GSA Connects 2022 meeting in Denver, Colorado

Paper No. 250-15
Presentation Time: 5:00 PM

SEASONALITY OF ROCKWALL THERMAL REGIMES IN A TEMPERATE CLIMATE


GAGE, Henry, NIELSEN, Julia and EYLES, Carolyn, School of Earth, Environment & Society, McMaster University, 1280 Main St W, Hamilton, ON L8S 4K1, Canada

In temperate climates, exposed rock outcrops experience cool winters and warm summers that make them susceptible to a variety of thermal weathering processes. Studies of thermal weathering have focused on the winter (e.g., freeze-thaw processes) or summer months (e.g., thermal shock and fatigue), yet few have explored the seasonality of these processes on an annual basis. Moreover, at the annual scale, data are often recorded at large time increments which are insufficient to evaluate the occurrence of thermal shock.

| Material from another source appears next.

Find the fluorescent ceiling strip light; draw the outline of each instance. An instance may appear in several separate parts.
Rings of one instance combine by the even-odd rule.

Here we present a unique 18-month record of rock surface and fracture temperatures at 1-minute temporal resolution recorded on rockwalls along the Niagara Escarpment in Hamilton, Ontario. Outcrops differing in aspect and lithology were instrumented with thermistors inserted into pre-existing fractures and affixed to the nearby rock surface. The range of fracture and rock surface temperatures, and the incidence of rapid temperature changes capable of inducing thermal shock (>2°C) is greatest across all sites in the shoulder (spring and fall) seasons. In the winter, diurnal and prolonged oscillations about 0°C, which may induce freeze-thaw processes, predominate. This suggests that there is a distinct seasonality to weathering mechanisms and intensity on exposed rock faces in a temperate climate; the shoulder seasons experience the highest intensity of thermal weathering, whereas freeze-thaw mechanisms predominate throughout the winter. Aspect moderates the intensity of weathering. On southeast-facing sites which receive high insolation, more frequent rapid temperature changes and shorter, diurnal-scale freeze-thaw oscillations are recorded than at west- and east-facing sites. The magnitude of surface-fracture temperature gradients is also seasonally variable. However, across all seasons, we observed a diurnal reversal of surface-fracture temperature gradients that suggest pre-existing fractures play an important role in moderating weathering processes.